Tujuh BUMN Unggulan Dominasi Dividen Negara: Dampak bagi Penerimaan APBN 2024
Tujuh BUMN Unggulan Dominasi Dividen Negara: Dampak bagi Penerimaan APBN 2024
Kontribusi signifikan tujuh Badan Usaha Milik Negara (BUMN) di bawah naungan Badan Pengelola Investasi (BPI) Daya Anagata Nusantara (Danantara) terhadap penerimaan negara melalui dividen, telah menarik perhatian publik dan para pengamat ekonomi. Berdasarkan audit Kementerian BUMN tahun 2023, ketujuh BUMN ini berkontribusi hampir 90 persen dari total dividen pemerintah yang diterima pada tahun 2024. Besarnya kontribusi ini menimbulkan pertanyaan akan dampaknya terhadap penerimaan Anggaran Pendapatan dan Belanja Negara (APBN) di tahun-tahun mendatang.
Tujuh BUMN tersebut, yang merupakan pilar ekonomi nasional, meliputi:
- PT Bank Mandiri (Persero) Tbk
- PT Bank Rakyat Indonesia (Persero) Tbk (BRI)
- PT PLN (Persero)
- PT Pertamina (Persero)
- PT Bank Negara Indonesia (Persero) Tbk (BNI)

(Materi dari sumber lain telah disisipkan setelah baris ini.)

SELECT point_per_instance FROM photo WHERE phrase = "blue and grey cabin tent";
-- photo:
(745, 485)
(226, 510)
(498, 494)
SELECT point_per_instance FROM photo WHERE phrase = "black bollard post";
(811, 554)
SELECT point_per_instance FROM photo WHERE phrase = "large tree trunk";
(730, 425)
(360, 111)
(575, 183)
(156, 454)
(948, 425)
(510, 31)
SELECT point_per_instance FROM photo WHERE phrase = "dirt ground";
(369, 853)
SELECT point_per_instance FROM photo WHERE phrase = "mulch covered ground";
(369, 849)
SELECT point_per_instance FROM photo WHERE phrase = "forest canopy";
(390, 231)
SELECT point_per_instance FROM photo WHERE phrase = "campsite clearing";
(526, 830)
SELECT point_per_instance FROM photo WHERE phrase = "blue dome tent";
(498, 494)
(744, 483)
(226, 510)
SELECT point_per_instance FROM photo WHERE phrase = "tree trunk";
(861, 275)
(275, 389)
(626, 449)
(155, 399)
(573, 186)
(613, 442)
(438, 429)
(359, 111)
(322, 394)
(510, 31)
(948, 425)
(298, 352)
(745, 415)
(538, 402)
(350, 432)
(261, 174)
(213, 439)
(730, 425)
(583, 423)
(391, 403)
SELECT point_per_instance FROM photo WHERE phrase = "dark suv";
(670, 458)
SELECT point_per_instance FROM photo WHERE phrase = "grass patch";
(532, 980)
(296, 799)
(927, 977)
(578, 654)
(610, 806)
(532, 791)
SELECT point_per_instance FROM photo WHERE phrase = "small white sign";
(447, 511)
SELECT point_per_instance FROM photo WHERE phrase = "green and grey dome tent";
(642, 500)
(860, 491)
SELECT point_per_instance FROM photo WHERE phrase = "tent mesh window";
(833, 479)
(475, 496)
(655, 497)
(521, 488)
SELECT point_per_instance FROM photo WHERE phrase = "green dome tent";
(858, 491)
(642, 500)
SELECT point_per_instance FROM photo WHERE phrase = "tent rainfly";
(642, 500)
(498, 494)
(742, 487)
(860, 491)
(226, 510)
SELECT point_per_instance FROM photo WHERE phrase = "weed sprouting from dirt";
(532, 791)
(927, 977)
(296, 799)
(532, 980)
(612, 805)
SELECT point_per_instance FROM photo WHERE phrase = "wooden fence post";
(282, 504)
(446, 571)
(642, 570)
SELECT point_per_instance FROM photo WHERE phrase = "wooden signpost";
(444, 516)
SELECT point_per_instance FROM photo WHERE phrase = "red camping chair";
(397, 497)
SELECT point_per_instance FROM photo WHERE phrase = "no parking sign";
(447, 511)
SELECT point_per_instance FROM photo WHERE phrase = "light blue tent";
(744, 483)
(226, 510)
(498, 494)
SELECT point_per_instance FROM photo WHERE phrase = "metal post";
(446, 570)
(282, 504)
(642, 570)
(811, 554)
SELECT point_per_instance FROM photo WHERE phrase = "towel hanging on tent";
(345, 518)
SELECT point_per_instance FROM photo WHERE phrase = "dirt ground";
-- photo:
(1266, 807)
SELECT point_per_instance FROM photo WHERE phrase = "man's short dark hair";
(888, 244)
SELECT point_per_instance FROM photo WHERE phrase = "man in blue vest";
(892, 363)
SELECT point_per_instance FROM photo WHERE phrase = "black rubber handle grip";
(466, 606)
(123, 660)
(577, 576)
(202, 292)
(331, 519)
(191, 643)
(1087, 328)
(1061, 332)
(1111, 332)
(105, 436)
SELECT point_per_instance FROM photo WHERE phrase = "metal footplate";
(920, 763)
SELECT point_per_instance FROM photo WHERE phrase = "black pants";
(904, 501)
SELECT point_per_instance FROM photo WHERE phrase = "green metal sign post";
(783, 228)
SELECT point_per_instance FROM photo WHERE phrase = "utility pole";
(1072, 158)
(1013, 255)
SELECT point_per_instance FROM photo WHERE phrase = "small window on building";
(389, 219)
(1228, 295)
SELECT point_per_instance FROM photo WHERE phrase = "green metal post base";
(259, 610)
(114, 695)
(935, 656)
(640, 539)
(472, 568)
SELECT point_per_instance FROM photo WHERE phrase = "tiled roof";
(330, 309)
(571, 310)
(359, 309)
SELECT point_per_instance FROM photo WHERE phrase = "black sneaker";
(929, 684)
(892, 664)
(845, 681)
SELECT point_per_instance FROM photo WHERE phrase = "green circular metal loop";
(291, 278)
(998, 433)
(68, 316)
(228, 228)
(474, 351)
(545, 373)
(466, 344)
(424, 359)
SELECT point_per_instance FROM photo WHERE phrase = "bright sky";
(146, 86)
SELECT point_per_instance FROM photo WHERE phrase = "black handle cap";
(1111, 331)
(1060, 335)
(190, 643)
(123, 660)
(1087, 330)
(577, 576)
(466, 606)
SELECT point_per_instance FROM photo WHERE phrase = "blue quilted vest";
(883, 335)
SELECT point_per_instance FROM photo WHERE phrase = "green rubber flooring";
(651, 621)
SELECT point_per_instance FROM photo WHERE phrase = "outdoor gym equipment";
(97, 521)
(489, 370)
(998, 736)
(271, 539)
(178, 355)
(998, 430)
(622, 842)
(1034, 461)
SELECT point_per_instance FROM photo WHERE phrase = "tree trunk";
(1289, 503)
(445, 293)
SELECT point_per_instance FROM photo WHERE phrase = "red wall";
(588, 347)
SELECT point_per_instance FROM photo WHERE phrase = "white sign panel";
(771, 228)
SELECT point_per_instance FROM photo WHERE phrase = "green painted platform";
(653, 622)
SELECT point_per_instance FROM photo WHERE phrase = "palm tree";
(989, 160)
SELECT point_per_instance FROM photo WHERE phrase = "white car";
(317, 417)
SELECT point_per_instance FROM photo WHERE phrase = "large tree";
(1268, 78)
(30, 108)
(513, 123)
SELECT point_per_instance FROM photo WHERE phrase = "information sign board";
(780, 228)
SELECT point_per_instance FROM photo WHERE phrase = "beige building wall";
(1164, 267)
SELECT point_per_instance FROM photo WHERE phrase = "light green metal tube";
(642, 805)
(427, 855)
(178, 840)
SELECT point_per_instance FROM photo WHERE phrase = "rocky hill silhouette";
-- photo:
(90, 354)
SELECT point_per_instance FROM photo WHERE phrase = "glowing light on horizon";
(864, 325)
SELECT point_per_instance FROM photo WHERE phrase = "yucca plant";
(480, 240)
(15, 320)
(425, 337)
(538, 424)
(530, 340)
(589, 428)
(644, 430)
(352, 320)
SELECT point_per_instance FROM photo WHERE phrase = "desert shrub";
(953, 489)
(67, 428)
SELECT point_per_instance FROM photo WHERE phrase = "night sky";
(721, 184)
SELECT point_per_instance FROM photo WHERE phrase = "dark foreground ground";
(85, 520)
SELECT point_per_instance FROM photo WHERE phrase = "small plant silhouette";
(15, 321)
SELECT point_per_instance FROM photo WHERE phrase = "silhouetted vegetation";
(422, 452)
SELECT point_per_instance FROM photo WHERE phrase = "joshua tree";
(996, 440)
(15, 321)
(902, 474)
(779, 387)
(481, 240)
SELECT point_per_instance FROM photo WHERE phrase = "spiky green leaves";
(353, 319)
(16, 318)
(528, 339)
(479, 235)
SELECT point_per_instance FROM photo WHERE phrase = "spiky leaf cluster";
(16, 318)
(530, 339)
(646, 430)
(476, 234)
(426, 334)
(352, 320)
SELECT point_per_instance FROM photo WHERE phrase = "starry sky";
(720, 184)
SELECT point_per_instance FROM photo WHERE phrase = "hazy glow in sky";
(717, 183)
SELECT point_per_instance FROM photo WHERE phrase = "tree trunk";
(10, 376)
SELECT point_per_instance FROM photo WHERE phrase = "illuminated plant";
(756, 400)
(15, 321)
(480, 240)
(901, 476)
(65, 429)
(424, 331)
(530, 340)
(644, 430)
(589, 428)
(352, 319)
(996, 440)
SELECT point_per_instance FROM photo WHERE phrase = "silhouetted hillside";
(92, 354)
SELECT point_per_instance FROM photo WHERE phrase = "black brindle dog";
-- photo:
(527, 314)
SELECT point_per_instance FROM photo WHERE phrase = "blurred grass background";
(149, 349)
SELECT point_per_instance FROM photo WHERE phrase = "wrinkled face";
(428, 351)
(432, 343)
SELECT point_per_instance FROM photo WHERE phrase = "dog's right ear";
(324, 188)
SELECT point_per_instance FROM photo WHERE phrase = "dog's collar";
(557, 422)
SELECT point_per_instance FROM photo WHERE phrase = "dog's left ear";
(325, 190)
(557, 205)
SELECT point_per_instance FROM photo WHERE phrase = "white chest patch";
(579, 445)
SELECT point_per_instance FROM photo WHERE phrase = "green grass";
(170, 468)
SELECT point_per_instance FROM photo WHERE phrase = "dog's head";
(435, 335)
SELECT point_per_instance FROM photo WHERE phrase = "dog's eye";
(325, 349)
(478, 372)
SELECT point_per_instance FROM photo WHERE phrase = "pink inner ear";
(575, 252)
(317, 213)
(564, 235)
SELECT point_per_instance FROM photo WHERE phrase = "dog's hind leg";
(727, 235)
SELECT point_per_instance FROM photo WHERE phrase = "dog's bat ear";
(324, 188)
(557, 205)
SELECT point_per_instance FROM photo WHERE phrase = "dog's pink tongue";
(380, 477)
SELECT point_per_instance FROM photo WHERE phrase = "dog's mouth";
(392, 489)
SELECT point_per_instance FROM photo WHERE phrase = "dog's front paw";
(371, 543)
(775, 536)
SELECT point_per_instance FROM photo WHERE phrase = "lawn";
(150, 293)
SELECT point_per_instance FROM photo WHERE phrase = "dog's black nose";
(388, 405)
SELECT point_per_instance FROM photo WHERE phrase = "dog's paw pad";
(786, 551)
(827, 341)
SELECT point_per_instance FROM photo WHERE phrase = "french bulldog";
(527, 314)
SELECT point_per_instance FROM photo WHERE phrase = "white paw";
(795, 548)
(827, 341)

- PT Telkom Indonesia (Persero) Tbk
- Mining Industry Indonesia (MIND ID)
Sekretaris Jenderal Transparency International Indonesia, Danang Widoyoko, dalam diskusi daring baru-baru ini, mengungkapkan bahwa dominasi tujuh BUMN ini memberikan gambaran yang jelas tentang konsentrasi pendapatan dividen negara. BRI, sebagai kontributor terbesar, menyetor dividen sebesar Rp 23,234 triliun pada tahun 2023, sementara Pertamina dan Mandiri menyusul dengan kontribusi masing-masing sebesar Rp 14,024 triliun dan Rp 12,845 triliun. Data Kementerian Keuangan sendiri mencatat realisasi penerimaan negara bukan pajak (PNBP) dari dividen BUMN mencapai angka yang fantastis, yaitu Rp 86,4 triliun sepanjang tahun 2024, dengan BRI kembali memimpin dengan setoran Rp 25,7 triliun.
Namun, dominasi ini menimbulkan kekhawatiran akan potensi penurunan penerimaan APBN di masa depan. Danang Widoyoko menyoroti potensi penurunan penerimaan dividen negara akibat masuknya tujuh BUMN ke dalam Danantara. Meskipun belum dapat dipastikan secara pasti, beliau memprediksi kemungkinan besar akan terjadi pengurangan penerimaan APBN dari sektor dividen BUMN. Hal ini dikarenakan pengelolaan dan strategi dividen BUMN yang berada di bawah Danantara dapat berbeda dengan kebijakan sebelumnya.
Lebih lanjut, Danang menjelaskan bahwa besarnya dividen yang disetorkan BUMN juga dipengaruhi oleh kebijakan fiskal pemerintah. Ia mencontohkan Pertamina dan PLN yang memiliki kewajiban pelayanan publik (PSO), yang secara langsung mempengaruhi kemampuan perusahaan dalam membagi dividen. Dengan kata lain, kebijakan pemerintah terkait PSO dapat memengaruhi besaran dividen yang diterima negara dari BUMN-BUMN tersebut. Oleh karena itu, diperlukan analisis yang lebih mendalam dan komprehensif untuk memprediksi dampak jangka panjang dari konsentrasi dividen BUMN ini terhadap APBN.
Kesimpulannya, dominasi tujuh BUMN dalam kontribusi dividen negara merupakan fenomena yang perlu mendapat perhatian serius. Meskipun memberikan kontribusi besar bagi penerimaan negara, potensi penurunan penerimaan APBN di masa mendatang akibat perubahan kebijakan dan pengelolaan BUMN di bawah Danantara perlu diantisipasi dan dikelola dengan bijak. Analisis yang lebih mendalam terhadap faktor-faktor yang mempengaruhi besaran dividen, termasuk kebijakan fiskal pemerintah dan kewajiban PSO, sangat diperlukan untuk merumuskan strategi yang tepat dalam menjaga stabilitas penerimaan negara di masa depan.